위 내용은 KITTI의 캘리브레이션 관련 파라미터를 정리해 놓은 양식입니다. 실습에서 사용할 양식도 위 구조와 동일합니다.
P0 ~ P3는 카메라 intrinsic 파라미터이고 동차 좌표계 기준으로 12개의 값을 가집니다.
R0_rect는 왜곡 (distortion)을 제거하기 위한 카메라 좌표계에서 왜곡이 제거된 카메라 좌표계로 변환하기 위해 사용합니다. KITTI에서는 스테레오 카메라를 사용하였고 이 카메라에서 발생되는 왜곡을 보상하기 위해 사용되는 값입니다.
Tr_velo_to_cam과 Tr_imu_to_velo는 A 센서 → B 센서로 좌표축을 옮기기 위한 extrinsic 파라미터 입니다.

포인트 클라우드의 뎁스 정보는 위 색상과 같이 0 ~ 50m 범위에 대하여 색을 나타내 보겠습니다. 코드에서 어떤점을 수정하면 범위를 늘릴 수 있는 지 이후에 설명 드리겠습니다.

최종적으로 위의 첫번째 이미지에 두번째 이미지와 같이 포인트 클라우드를 색상을 이용하여 표현하는 것을 목적으로 합니다.
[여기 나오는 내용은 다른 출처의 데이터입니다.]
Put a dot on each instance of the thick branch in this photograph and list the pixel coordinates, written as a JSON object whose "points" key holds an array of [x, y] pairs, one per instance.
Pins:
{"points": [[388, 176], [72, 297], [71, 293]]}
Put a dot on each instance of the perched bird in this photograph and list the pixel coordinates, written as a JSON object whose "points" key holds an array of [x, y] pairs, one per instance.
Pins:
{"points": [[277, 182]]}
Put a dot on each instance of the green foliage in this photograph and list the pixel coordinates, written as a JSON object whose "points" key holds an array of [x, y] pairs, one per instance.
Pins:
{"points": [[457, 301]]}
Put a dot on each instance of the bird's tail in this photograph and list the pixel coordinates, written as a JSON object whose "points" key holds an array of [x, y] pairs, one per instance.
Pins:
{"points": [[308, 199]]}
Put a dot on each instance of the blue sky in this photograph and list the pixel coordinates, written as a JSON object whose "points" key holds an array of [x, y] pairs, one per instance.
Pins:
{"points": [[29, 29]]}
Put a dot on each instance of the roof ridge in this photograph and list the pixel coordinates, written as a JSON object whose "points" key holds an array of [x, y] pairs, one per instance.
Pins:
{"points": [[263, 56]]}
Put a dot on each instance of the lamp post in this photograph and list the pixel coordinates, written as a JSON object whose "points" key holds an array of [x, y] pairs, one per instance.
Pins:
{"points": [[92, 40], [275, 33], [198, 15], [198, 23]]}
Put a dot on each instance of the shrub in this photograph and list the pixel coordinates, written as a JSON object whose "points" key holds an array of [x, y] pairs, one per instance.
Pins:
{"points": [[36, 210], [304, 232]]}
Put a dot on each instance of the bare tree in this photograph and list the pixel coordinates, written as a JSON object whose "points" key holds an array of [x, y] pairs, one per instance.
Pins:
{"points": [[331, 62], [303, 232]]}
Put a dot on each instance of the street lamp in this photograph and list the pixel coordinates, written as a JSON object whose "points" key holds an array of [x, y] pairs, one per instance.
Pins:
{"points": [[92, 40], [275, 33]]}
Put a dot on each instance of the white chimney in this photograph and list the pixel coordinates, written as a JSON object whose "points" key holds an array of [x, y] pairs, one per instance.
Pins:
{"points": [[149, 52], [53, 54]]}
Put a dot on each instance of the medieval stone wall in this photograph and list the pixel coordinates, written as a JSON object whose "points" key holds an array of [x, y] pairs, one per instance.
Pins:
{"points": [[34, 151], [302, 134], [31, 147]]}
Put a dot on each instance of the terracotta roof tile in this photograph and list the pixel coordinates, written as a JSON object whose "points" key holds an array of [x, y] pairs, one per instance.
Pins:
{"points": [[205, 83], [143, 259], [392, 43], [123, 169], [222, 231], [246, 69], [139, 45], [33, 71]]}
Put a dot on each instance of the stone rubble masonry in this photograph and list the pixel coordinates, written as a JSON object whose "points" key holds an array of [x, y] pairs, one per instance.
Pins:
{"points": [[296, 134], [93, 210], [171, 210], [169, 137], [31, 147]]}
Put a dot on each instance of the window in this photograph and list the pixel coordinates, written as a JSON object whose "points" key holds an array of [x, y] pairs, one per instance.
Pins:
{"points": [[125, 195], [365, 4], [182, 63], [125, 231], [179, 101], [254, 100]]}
class LiDAR2CameraKITTI(object):
    def __init__(self, calib_file):
        calibs = self.read_calib_file(calib_file)
        
        P = calibs["P2"]
        self.P = np.reshape(P, [3, 4])
        
        # Rigid transform from Velodyne coord to reference camera coord
        V2C = calibs["Tr_velo_to_cam"]
        self.V2C = np.reshape(V2C, [3, 4])
        
        # Rotation from reference camera coord to rect camera coord
        R0 = calibs["R0_rect"]
        self.R0 = np.reshape(R0, [3, 3])
        
        self.img = None
        self.point_cloud = None
        self.cam_point_cloud = None

        self.imgfov_points_2d = None
        self.imgfov_cam_point_cloud = None
        self.imgfov_depth = None     
        self.imgfov_depthmap = None   

    def read_calib_file(self, filepath):
        data = {}
        with open(filepath, "r") as f:
            for line in f.readlines():
                line = line.rstrip()
                if len(line) == 0:
                    continue
                key, value = line.split(":", 1)
                # The only non-float values in these files are dates, which
                # we don't care about anyway
                try:
                    data[key] = np.array([float(x) for x in value.split()])
                except ValueError:
                    pass
        return data
    
    def get_image(self, image_path):
        img = cv2.cvtColor(cv2.imread(image_path), cv2.COLOR_BGR2RGB)
        return img
    
    def get_point_cloud(self, point_cloud_path):
        point_cloud = np.fromfile(point_cloud_path, dtype=np.float32).reshape((-1, 4))
        point_cloud = point_cloud[:, :3]
        return point_cloud
    
    def get_cam_point_cloud(self, point_cloud):
        # point_cloud : (n, 3) → point_cloud_homo : (n, 4)
        point_cloud_homo = np.column_stack([point_cloud, np.ones((point_cloud.shape[0], 1))])
        # lidar to cam X point_cloud_homo.T : (3, 4) x (4, n) = (3, n)
        cam_point_cloud = np.dot(self.V2C, np.transpose(point_cloud_homo))
        # cam_point_cloud.T : (3, n) → (n, 3)
        cam_point_cloud = cam_point_cloud.T
        return cam_point_cloud        
    
    def project_point_cloud_to_image(self, cam_point_cloud, debug=False):
        '''
        Input: 3D points in Velodyne Frame [nx3]
        Output: 2D Pixels in Image Frame [nx2]
        '''

        # R0 : (3, 3) → R0_homo : (4, 4)
        R0_homo = np.vstack([self.R0, [0, 0, 0]])
        R0_homo = np.column_stack([R0_homo, [0, 0, 0, 1]])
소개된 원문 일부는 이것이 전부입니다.